Un Thomas Merton che guarda a oriente

Massimo Morello

Pico Iyer, nel suo libro "Aflame", esplora la ricerca della pace interiore attraverso la sottrazione, ispirato dalla perdita della sua casa e dai suoi soggiorni in un monastero camaldolese. Le riflessioni sul viaggio interiore e sulla tensione tra stabilità e vagabondaggio spirituale

"Le anime evolvono non per addizione ma per sottrazione” è la regola dettata dal mistico tedesco Meister Eckhart circa 700 anni fa. Secondo Siddhartha Pico Raghavan Iyer, noto come Pico Iyer, cosmopolita scrittore di viaggi, culture e religioni (cui sembra predestinato dai suoi nomi, combinazione del nome del Buddha e di Pico della Mirandola), “ogni libro degno di essere letto” dovrebbe seguire la regola della sottrazione. E’ ciò che ha fatto con il suo ultimo, “Aflame” (“In fiamme”). Ha ridotto migliaia di pagine di note scritte in una vita di vagabondaggi tra spazi esterni e paesaggi interiori. Il libro prende spunto dall’incendio in cui perse la casa, ogni bene, gli appunti per i suoi libri. Fu allora che iniziò a interrogarsi su come trovar pace in un mondo dominato dal caos. La ricerca lo condusse in un monastero camaldolese nei boschi delle montagne di Big Sur, sulla costa centrale della California. Dove sarebbe tornato un centinaio di volte nel corso di 32 anni, scanditi da viaggi e tragedie personali. “Il ritiro, ho scoperto, non riguarda tanto la fuga quanto il riorientamento e il ricordo”, scrive. 

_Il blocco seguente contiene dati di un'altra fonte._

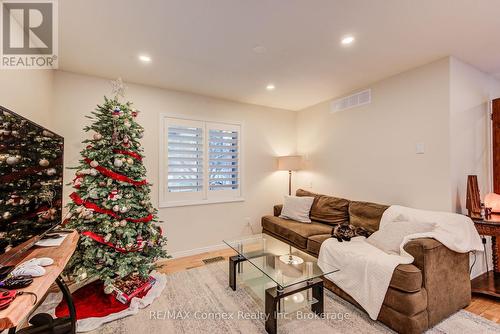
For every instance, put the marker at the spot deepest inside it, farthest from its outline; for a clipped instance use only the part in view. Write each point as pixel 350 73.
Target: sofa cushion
pixel 327 209
pixel 314 242
pixel 366 214
pixel 407 278
pixel 293 231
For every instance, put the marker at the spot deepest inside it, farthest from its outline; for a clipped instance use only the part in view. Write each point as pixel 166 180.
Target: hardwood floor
pixel 488 308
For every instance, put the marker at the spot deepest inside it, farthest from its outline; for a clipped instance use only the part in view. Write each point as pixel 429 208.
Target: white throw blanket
pixel 366 271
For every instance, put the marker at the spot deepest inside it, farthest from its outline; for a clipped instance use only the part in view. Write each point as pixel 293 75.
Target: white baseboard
pixel 198 250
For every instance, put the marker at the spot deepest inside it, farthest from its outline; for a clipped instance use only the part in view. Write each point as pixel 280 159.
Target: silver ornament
pixel 12 160
pixel 43 162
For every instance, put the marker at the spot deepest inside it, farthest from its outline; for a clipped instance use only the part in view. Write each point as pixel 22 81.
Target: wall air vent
pixel 352 101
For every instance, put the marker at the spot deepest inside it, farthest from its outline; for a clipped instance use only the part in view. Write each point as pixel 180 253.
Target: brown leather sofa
pixel 420 294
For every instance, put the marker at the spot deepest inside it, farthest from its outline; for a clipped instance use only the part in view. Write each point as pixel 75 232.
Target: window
pixel 200 162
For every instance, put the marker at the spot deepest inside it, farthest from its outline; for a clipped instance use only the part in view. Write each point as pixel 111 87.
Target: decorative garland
pixel 116 176
pixel 100 239
pixel 129 153
pixel 89 205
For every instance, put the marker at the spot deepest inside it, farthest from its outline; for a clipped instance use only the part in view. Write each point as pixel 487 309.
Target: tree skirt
pixel 95 308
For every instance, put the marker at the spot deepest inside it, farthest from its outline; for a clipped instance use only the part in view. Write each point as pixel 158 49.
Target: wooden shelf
pixel 23 306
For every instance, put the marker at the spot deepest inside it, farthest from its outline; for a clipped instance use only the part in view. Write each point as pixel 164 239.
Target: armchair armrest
pixel 277 210
pixel 445 276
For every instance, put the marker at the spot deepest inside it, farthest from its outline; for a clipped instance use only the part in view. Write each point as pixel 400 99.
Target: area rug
pixel 200 301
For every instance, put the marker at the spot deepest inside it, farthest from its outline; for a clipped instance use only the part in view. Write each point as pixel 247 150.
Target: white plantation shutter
pixel 223 160
pixel 201 162
pixel 185 160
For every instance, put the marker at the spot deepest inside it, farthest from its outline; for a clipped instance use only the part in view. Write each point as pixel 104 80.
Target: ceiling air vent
pixel 352 101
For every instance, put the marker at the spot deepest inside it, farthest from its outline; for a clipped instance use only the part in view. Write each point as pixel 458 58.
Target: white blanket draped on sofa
pixel 366 271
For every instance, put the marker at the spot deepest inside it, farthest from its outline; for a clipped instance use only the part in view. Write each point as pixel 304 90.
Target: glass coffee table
pixel 291 269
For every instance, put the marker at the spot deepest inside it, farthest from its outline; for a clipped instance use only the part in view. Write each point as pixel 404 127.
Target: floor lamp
pixel 290 163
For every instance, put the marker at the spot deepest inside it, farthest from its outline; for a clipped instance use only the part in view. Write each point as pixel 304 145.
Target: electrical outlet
pixel 248 223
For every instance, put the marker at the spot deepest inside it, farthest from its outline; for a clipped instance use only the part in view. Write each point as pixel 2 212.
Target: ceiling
pixel 206 47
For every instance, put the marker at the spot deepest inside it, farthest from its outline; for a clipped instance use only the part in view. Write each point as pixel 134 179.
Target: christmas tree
pixel 111 206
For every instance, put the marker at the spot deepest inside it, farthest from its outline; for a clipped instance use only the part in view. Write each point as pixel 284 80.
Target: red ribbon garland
pixel 100 239
pixel 129 153
pixel 89 205
pixel 116 176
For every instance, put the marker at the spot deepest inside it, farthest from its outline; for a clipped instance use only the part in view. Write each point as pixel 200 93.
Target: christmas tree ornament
pixel 93 194
pixel 51 171
pixel 118 163
pixel 114 195
pixel 43 162
pixel 12 160
pixel 47 133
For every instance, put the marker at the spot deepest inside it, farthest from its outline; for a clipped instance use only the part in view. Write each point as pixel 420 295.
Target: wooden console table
pixel 22 307
pixel 489 283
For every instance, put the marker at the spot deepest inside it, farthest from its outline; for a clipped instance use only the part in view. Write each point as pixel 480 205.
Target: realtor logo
pixel 29 34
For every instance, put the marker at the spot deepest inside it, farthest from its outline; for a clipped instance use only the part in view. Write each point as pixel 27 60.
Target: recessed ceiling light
pixel 259 49
pixel 145 58
pixel 347 40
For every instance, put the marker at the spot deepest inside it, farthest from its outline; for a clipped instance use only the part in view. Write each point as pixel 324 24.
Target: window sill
pixel 200 202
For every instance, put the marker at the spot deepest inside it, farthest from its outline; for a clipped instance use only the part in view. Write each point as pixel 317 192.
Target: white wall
pixel 368 153
pixel 267 133
pixel 470 94
pixel 28 93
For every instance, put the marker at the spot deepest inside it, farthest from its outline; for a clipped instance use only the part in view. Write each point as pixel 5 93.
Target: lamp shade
pixel 289 162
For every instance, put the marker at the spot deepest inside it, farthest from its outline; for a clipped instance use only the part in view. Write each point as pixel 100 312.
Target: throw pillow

“Un Thomas Merton con una tessera da frequent flyer” lo ha definito lo scrittore indiano Pradeep Sebastian. Il paragone con il monaco trappista americano non è casuale. L’autore de “La montagna dalle sette balze” ricorre spesso nelle pagine di “Aflame” quale modello di una mistica occidentale che cerca ispirazione a oriente (attenzione a non definirla “inclusiva”). “Se vuoi sapere chi sei, allora il buddhismo ti può aiutare. Ma non accade se sei in cerca di un’identità culturale. Se passi la vita cercando di essere un altro diventerai sempre meno felice”, mi disse un ex professore di Fisica all’università di Princeton divenuto abate di un monastero coreano. Questo ricordo, emerso dal teatro della memoria con la lettura del libro di Pico, dimostra come “ogni libro degno di essere letto” non solo sia frutto di sottrazione per lo scrittore, ma induca il lettore a una somma di riflessioni, connessioni. In “Aflame” è pressoché inevitabile, considerando quanti personaggi vi appaiano: dal Dalai Lama a Leonard Coen, dai saggi taoisti a Camus, da Thoreau a un inaspettato Wittgenstein (“Non sono religioso ma non posso fare a meno di vedere ogni problema da un punto di vista religioso”, cita Iyer). Ma colui che rappresenta il vero protagonista di “Aflame” gli siede accanto alla mensa del convento.

“Padre Joseph, il primo fratello cinese nei 980 anni della congregazione camaldolese; era un salesiano in Italia, ha scritto una tesi su un teologo tedesco, presto partirà per tenere una lezione all’Università di Pechino mentre completa un libro sul misticismo taoista-cristiano. Il numero di lingue che parla supera il numero di persone a tavola”. Di pagina in pagina, mentre Iyer sottrae, io accumulo note. Alla fine mi resta un dubbio che già mi si era presentato durante un soggiorno presso un piccolissimo convento di monaci benedettini vietnamiti in Thailandia. Mi chiedevo perché, secondo la Regola di san Benedetto, i monaci peggiori siano quelli “detti girovaghi, perché per tutta la vita passano da un paese all’altro… Sempre vagabondi e instabili”. Personalmente sono affascinato dai monaci erranti. Come Thomas Merton.

Scrive in una delle Preghiere che recito spesso:  

“Io, Signore Iddio, non ho nessuna idea di dove sto andando.
Non vedo la strada che mi sta davanti.
Non posso sapere con certezza dove andrò a finire.
Secondo verità, non conosco neppure me stesso
e il fatto che penso di seguire la tua volontà non significa che lo stia davvero facendo…”.